Similarly, beryllium nitrate is #Be^(2+)# and #NO_3^-#; they must make #Be(NO_3)_2#.
To figure out the products of a double replacement reaction, we just swap the pairings—the anions of one compound go with the cations of the other.
#Na^+# will now bond with #NO_3^-#, making #NaNO_3#.
#Be^(2+)# will now bond with #PO_4^(3-)#, making #Be_3(PO_4)_2#.
Therefore, our skeleton equation is:
#Na_3PO_4 + Be(NO_3)_2 -> NaNO_3 + Be_3(PO_4)_2#
This is how to balance that equation:
#Na_3PO_4 + Be(NO_3)_2 -> NaNO_3 + Be_3(PO_4)_2#
#Na_3PO_4 + Be(NO_3)_2 -> color(red)3NaNO_3 + Be_3(PO_4)_2#
#color(red)2Na_3PO_4 + Be(NO_3)_2 -> 3NaNO_3 + Be_3(PO_4)_2#
There's #2# phosphates on the product side, so we're going to have to add a coefficient of #2# on #Na_3PO_4#.

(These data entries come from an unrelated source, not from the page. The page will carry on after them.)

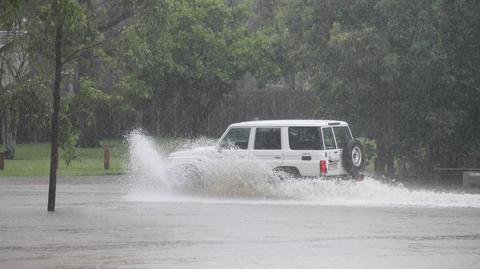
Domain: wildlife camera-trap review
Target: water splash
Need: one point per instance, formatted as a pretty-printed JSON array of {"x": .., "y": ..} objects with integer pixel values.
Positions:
[{"x": 236, "y": 180}]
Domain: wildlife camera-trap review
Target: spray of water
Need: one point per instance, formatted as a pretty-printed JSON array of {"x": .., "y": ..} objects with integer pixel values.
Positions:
[{"x": 230, "y": 179}]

This also means we have to change the coefficient in front of #NaNO_3#, because there are now #6# sodiums on the reactant side.
#2Na_3PO_4 + Be(NO_3)_2 -> color(red)6NaNO_3 + Be_3(PO_4)_2#
#2Na_3PO_4 + color(red)3Be(NO_3)_2 -> 6NaNO_3 + Be_3(PO_4)_2#
Finally, check if everything balances out:
- #6# #Na# on both sides.
- #2# #PO_4# on both sides.
- #3# #Be# on both sides.
- #6# #NO_3# on both sides.
#2Na_3PO_4 (aq) + 3Be(NO_3)_2 (aq) -> 6NaNO_3 (aq) + Be_3(PO_4)_2 (s)#
The states of matter were added because double replacement reactions usually are precipitation reactions, where a precipitate is formed from two aqueous solutions.
Every compound in that equation is soluble in water except for #Be_3(PO_4)_2#, so that's the precipitate.